After publishing the Rights of Man, Paine went on to play an active role in the early stages of the French Revolution and to write the Age of Reason, the third and last of his major works, in which he attacked organized religion, and Christianity in particular, for colluding with oppressive governments in the subjugation of mankind. This work, however, merely served to further tarnish Paine’s reputation in America and Europe, both of which had by this time taken big steps away from the sort of revolutionary freethinking he espoused. In fact, a rise in reactionary conservative thinking would dominate the intellectual currents of both continents for the rest of Paine’s life, and so the man who first coined the phrase United States of America would ultimately die and be buried in the country of that name without public recognition of his contribution to its existence or to the cause of human freedom.

Paine’s prediction of the global spread of representative government has been borne out by the events of the last two centuries, but his hopes that this would inevitably produce a more equitable distribution of property have not. The industrial revolution and the rise of monopoly capitalism in the nineteenth century brought with them an ever-widening gap between rich and poor and a growing trend toward the abusive treatment of labor. It was in this context that Paine’s brilliantly articulate and impetuous writings against entrenched wealth and in favor of the elimination of poverty were rediscovered by American and European workers’ rights movements. Though the strength of such movements has waxed and waned since the mid-1800s, Paine’s stature as spokesman for the oppressed and underprivileged has slowly but steadily risen to the point where he is now celebrated in his native England and his adoptive America as, if not a favorite son, at least a remarkable and important member of the revolutionary era’s political and literary pantheon.

David Taffel is the author of Nietzsche Unbound: The Struggle for Spirit in the Age of Science and managing editor of The Conversationalist, a global news and culture website.
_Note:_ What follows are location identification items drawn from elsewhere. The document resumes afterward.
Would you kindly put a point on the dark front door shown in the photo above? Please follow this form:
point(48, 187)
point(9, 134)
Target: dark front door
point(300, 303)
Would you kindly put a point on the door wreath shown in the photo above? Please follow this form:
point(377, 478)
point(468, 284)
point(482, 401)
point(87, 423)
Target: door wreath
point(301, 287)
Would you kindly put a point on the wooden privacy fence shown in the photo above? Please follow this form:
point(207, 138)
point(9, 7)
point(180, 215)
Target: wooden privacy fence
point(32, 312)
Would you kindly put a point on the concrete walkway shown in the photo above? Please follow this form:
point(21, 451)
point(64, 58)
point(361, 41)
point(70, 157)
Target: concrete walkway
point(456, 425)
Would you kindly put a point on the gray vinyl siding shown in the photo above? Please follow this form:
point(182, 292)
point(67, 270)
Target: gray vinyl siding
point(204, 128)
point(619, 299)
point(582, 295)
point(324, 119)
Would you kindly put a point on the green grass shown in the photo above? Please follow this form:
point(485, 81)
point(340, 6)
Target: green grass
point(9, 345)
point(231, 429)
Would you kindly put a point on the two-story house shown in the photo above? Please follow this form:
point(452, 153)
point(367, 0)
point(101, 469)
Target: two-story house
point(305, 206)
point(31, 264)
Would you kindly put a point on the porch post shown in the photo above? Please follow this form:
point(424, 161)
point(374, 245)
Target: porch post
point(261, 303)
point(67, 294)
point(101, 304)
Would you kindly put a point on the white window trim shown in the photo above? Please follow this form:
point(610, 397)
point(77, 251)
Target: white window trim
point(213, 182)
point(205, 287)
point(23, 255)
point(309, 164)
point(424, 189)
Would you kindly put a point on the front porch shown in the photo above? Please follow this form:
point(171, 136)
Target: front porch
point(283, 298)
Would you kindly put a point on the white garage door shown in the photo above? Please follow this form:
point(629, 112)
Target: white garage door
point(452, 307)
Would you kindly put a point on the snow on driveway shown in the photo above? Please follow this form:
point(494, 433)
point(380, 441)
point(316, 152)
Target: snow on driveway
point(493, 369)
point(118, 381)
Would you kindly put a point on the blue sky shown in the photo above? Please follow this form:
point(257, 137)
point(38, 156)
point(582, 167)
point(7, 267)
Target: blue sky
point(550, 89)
He holds a Ph.D. in philosophy from the Graduate Faculty of the New School University where his dissertation was awarded the Hans Jonas Memorial Prize for Philosophy.

PART I

TO GEORGE WASHINGTON, President of the United States of America

SIR,

I present you a small Treatise in defence of those Principles of Freedom which your exemplary Virtue hath so eminently contributed to establish.—That the Rights of Man may become as universal as your Benevolence can wish, and that you may enjoy the Happiness of seeing the New World regenerate the Old, is the Prayer of

SIR,

Your much obliged, and

Obedient humble Servant,

THOMAS PAINE

PREFACE

FROM THE PART MR BURKE TOOK IN THE AMERICAN REVOLUTION, it was natural that I should consider him a friend to mankind; and as our acquaintance commenced on that ground, it would have been more agreeable to me to have had cause to continue in that opinion, than to change it.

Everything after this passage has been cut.